Menjelang pertemuan OPEC, Menteri Perminyakan Arab Saudi Khalid al-Falih menyatakan terlalu cepat untuk meyakini OPEC dan sekutunya bakal kembali memangkas produksi. Pasalnya, belum ada kesepakatan pada sejumlah poin.
Al-Falih menilai pasokan minyak di pasar berlebih. Namun ia berhati-hati mengingat seluruh anggota OPEC dan sekutunya harus satu suara untuk melanjutkan kesepakatan pemangkasan produksi tersebut.
Di sisi lain, Trump telah menekan Arab Saudi untuk menjaga harga minyak tetap rendah dengan menyalahkan Arab Saudi ketika harga minyak naik.
"Pemangkasan produksi sebesar 1,3 juta bph dari OPEC dan Rusia diperlukan untuk mengimbangi kenaikan besar musiman pada persediaan," ujar Goldman Sachs dalam catatannya.
Goldman Sachs menambahkan kesepakatan OPEC dan Rusia untuk menahan produksi bakal mendorong harga Brent ke level di atas US$60 per barel.
Salah satu kendala OPEC terbesar adalah melesatnya produksi minyak AS yang naik dua juta bph dalam setahun menjadi 11,5 juta bph.
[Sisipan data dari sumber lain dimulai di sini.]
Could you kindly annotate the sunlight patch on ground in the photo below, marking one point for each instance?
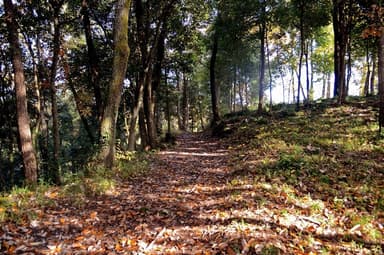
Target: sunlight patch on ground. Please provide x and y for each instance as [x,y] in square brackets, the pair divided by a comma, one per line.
[190,154]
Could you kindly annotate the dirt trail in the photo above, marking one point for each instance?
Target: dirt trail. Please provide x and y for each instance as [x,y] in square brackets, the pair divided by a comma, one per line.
[171,210]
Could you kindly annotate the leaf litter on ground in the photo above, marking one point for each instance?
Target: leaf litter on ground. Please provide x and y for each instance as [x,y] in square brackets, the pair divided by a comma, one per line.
[307,183]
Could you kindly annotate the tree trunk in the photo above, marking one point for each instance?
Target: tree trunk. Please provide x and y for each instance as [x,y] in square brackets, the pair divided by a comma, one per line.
[340,26]
[213,84]
[373,74]
[93,60]
[27,149]
[120,63]
[185,102]
[302,49]
[381,79]
[368,74]
[262,65]
[52,81]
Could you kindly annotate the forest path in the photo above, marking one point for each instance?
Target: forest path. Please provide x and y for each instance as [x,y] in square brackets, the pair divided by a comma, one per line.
[176,208]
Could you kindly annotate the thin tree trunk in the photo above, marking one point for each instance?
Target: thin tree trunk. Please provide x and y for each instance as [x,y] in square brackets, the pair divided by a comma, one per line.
[213,84]
[324,86]
[302,48]
[185,102]
[328,85]
[179,90]
[23,122]
[78,101]
[262,64]
[93,60]
[368,74]
[269,72]
[307,74]
[381,79]
[52,81]
[120,63]
[372,83]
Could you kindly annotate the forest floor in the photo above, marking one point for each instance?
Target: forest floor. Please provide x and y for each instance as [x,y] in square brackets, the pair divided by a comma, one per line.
[293,183]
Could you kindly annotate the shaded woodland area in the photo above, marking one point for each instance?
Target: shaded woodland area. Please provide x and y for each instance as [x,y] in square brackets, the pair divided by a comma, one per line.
[89,79]
[191,127]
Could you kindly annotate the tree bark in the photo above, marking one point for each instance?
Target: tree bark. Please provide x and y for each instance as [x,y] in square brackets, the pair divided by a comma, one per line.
[262,66]
[213,85]
[373,74]
[120,63]
[23,122]
[93,60]
[52,81]
[340,27]
[185,102]
[381,79]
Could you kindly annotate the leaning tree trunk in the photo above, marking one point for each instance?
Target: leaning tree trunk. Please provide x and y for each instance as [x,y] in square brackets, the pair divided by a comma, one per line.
[27,149]
[120,63]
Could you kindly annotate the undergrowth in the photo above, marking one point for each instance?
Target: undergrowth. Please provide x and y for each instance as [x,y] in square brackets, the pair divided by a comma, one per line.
[94,180]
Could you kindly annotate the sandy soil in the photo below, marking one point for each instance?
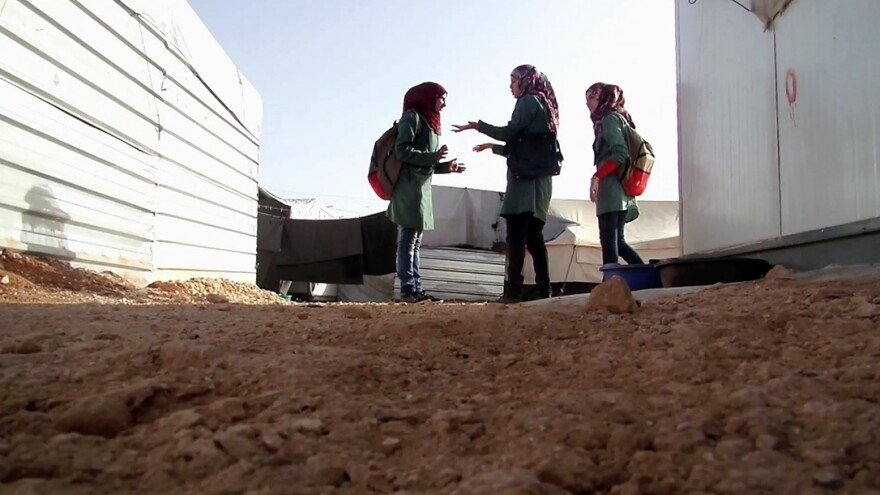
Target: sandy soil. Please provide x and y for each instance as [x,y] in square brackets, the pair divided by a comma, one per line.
[220,388]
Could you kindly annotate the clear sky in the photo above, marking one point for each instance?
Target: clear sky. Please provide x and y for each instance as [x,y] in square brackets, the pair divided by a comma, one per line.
[332,74]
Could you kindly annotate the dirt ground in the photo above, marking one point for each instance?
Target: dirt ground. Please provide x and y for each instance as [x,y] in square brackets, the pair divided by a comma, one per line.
[220,388]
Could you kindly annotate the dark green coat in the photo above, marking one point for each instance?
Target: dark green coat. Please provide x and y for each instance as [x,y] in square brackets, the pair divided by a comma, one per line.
[411,203]
[611,144]
[529,195]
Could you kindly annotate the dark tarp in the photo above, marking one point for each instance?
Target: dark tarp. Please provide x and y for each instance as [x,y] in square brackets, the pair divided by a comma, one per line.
[325,251]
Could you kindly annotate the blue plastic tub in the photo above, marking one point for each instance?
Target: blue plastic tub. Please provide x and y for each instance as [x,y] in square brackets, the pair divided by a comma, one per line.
[637,277]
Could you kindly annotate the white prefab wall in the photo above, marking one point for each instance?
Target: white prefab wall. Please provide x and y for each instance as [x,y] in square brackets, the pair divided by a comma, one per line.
[830,134]
[128,140]
[779,128]
[729,177]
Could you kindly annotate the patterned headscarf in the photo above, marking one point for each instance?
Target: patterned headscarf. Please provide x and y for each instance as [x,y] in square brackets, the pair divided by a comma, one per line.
[534,82]
[423,99]
[611,100]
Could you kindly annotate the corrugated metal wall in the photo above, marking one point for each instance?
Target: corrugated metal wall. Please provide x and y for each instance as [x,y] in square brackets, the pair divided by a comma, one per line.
[117,151]
[754,166]
[460,274]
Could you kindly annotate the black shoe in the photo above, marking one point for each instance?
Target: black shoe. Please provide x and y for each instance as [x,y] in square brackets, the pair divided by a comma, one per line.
[508,300]
[424,296]
[411,297]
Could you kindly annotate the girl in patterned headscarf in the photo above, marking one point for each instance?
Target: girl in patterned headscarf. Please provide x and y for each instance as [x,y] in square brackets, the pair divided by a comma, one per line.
[530,139]
[411,207]
[533,82]
[614,208]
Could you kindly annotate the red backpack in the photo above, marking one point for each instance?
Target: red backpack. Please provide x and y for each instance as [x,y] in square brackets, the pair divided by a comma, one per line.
[384,164]
[634,176]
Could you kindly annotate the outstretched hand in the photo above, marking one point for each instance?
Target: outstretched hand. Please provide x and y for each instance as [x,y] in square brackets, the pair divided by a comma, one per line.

Sebagai catatan, mayoritas minyak AS merupakan minyak shale.
Dalam catatan Barclays pada kliennya, produksi minyak di Texas,AS saja telah mencapai 4,69 juta bph pada September. Sebagai pembanding, produksi minyak Irak diperkirakan hanya berksar 4,66 juta bph. Sementara, Irak merupakan produsen minyak terbesar kedua OPEC di belakang Arab Saudi.
Di Kanada, pemerintah provinsi Alberta telah memerintah produsen minyak untuk memangkas produksinya sebesar 325 ribu bph higga kelebihan minyak mentah di lokasi penyimpanan berkurang.